Beyond North Carolina, a Harris-Cooper ticket can reshift the 2024 map again. It is not only beneficial to rally the party base or even turn out suburban swing voters in droves, but it also offers a direct appeal—and most likely a very effective appeal—to blue-collar working class voters and rural electorates all across America. North Carolina is representative of many states in our Union today from Georgia, Texas, Florida, and Virginia, to Pennsylvania, Ohio, Indiana, Michigan, Missouri, Iowa, Wisconsin, and Minnesota. The struggles of North Carolinians are ones not much different from these other states at all. And yes, as someone who has been undefeated statewide in North Carolina for 24 years, Cooper has already shown that he can bring more people into the political process, which is what he will do across the country as well as in November if he is nominated.
A Harris-Cooper ticket also puts a spotlight on the most pressing campaign issues this cycle, from healthcare, education, energy, labor issues, small businesses, taxes, costs, income inequality, and rebuilding our economy further, to the climate crisis, voting rights, abortion access, gun safety, criminal justice reform, and the treatment of LGBTQ people in society. This ticket best demonstrates what a MAGA agenda nationally looks like in action vs. our forward-looking vision.

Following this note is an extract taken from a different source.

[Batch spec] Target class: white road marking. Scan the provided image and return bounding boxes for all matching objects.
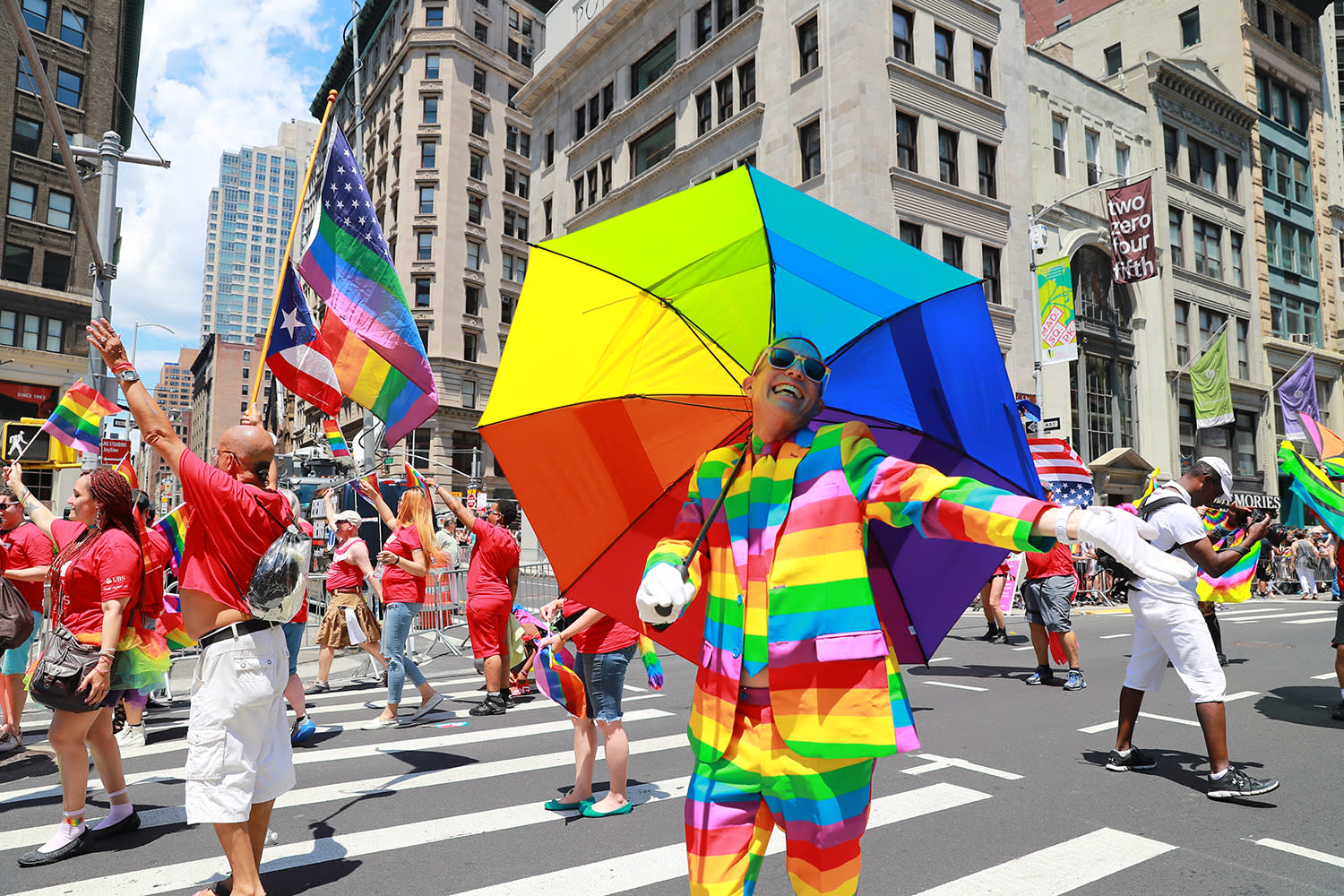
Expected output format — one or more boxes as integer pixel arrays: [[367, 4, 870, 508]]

Finally, a Harris-Cooper ticket offers a deep bench of experience in state government, which allows Cooper to be a direct voice for the governors and their states in the White House. His own time as Governor and Attorney General makes him well suited to be Vice President. And, a close working relationship with Harris lays a great foundation for good governance.
All of which makes a case for the strongest running mate in the nation that can be on the ballot this November, which goes to North Carolina Governor Roy Cooper. You can easily imagine the Ohio con artist being chewed up to bits by this Southern Governor champion of the working class.